December 12, 2014
God with Us
By Skip Heitzig

God sent His Son because He wanted to reveal Himself to the world, and the best way to do that was to be here in our midst. Jesus Christ is Immanuel, which means "God with us" (see Matthew 1:23), and that is what we celebrate at Christmas.

Jesus said, "He who has seen Me has seen the Father" (John 14:9). In other words: "Ifyou want to know what God is like, just watch Me and listen to Me. I embody the will of My Father in heaven." That's powerful!

That means when you see Jesus healing a blind man, you are seeing a compassionate God. When you see Jesus weeping over Jerusalem, you're seeing a brokenhearted God. When you see Jesus teaching a crowd, you're seeing a concerned God, concerned that people know truth. When you see Jesus dying on a cross, you are seeing a determined God, determined to do something about the sin that has plagued this world.
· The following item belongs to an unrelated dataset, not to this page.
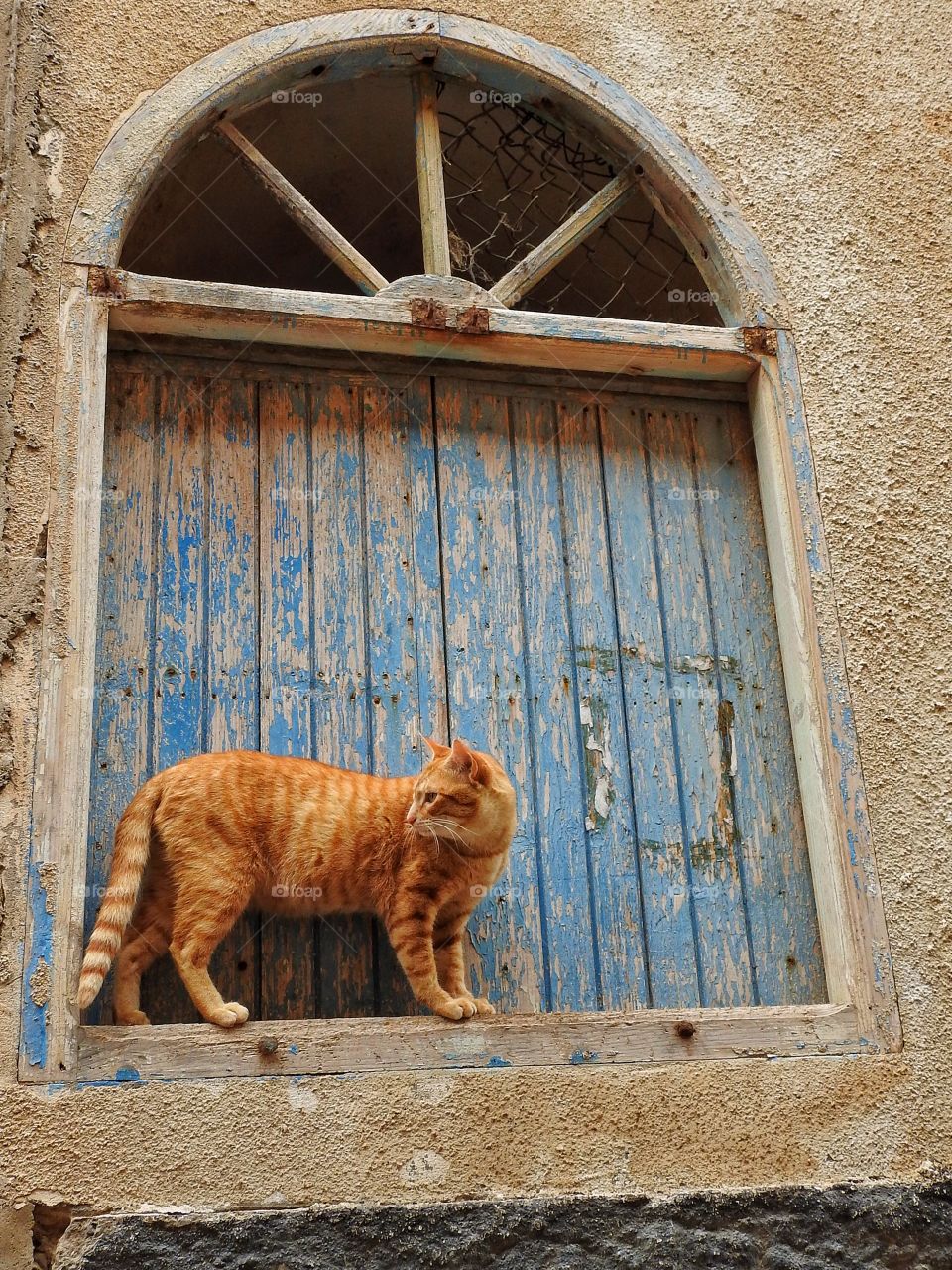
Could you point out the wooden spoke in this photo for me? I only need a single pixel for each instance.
(343, 253)
(563, 240)
(429, 177)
"If you've seen Me, you've seen the Father" means that God is not aloof and apart from all of the tragedy going on here on earth. No—we have a God who feels our pain. He knows everything we go through. And He came to this earth with all the resources of heaven to deal with those things.

Jesus was surrendered to God. Look at Galatians 4:4: "God sent forth His Son, born of a woman, born under the law." This emphasizes the humanity of Jesus. He was God in a preincarnate state, of the same nature of the Father, but He was also born into our world as a man. He was not only 100 percent God; He was 100 percent human.

In order for Jesus Christ to be a Savior, He had to be both God and man. If He wasn't, we're doomed, we're damned, we're hopeless. He had to be God, and He had to be man.

He had to be God for His sacrifice to have the infinite value to atone for all sin. Only God has the power to deliver us from the power of sin, death, and hell. If Jesus Christ was not God, then He was not perfect, and He can't impute any righteousness to us. And when He died, He could only die for Himself, not for anybody else. So we are all doomed and hopeless if He is not God.

But Jesus must also be man, because only a man can substitute in death for another man. To be an adequate substitute, He must be a man.

So, in a nutshell, He had to be God to have the power of salvation, and He had to be man to have the privilege of substitution. That's why Paul put it, very neatly and theologically, that He was "born under the law." As a Jewish man, He had the responsibility to obey God's law. But unlike any mere man, He obeyed it perfectly. He lived the perfect life we could never live.

Somebody once said, "Jesus Christ is God spelling Himself out in a language we can understand." Not only can we understand it, but we can worship our great God for His immeasurable love to us!